As you probably know, in 2000, the federal Needlestick Safety and Prevention Act became law. Enforced by OSHA, the law requires employers - including hospitals, ASCs and surgeons - to periodically evaluate and implement safety devices (such as blunt-tipped suture needles and safety scalpels) and safe work practices (such as a neutral zone for passing sharps). OSHA doesn't consider a lack of injuries to be a reason not to use safety devices, and it's not acceptable for a surgeon simply to refuse to use a safety scalpel. If engineering controls can reduce employee exposure either by removing, eliminating or isolating the hazard, they must be used.
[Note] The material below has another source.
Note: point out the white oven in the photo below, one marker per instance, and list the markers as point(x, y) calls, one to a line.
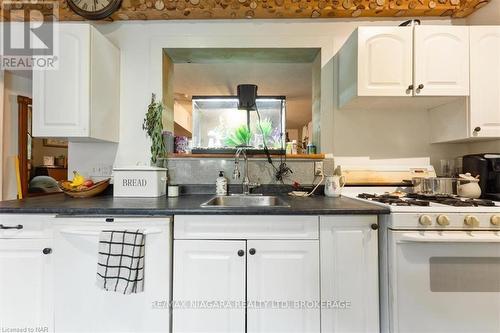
point(443, 281)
Show surgeons a copy of the Bloodborne Pathogens Standard and the OSHA Compliance Directive, says Ron Stoker, executive director of the International Sharps Injury Prevention Society in South Jordan, Utah. "You are required to use safety products," he says. "It's not a suggestion - it's the law. Both the doctor and the institution can be cited because of non-compliance.
"The biggest problem is that individual surgeons don't want to use safety equipment," says Mr. Stoker. Nurses are more likely to want to use such equipment, he says.
"Nurses are wiling to sit still and listen to you and get over practice changes to give a safety product a halfway-decent evaluation," says Renee Gould, RN, an advanced practice nurse responsible for quality and safety improvements at the University of Iowa Hospitals and Clinics. "Surgeons won't sit still and listen to how to use a product. Maybe they just don't want to change. Is it really that the safety scalpel won't work for you? Or is that you just don't want to change?"
As Gina Pugliese, RN, MS, vice president of the Premier Safety Institute, says, "Purchasing the scalpel is not the issue. It's getting surgeons to use the scalpel."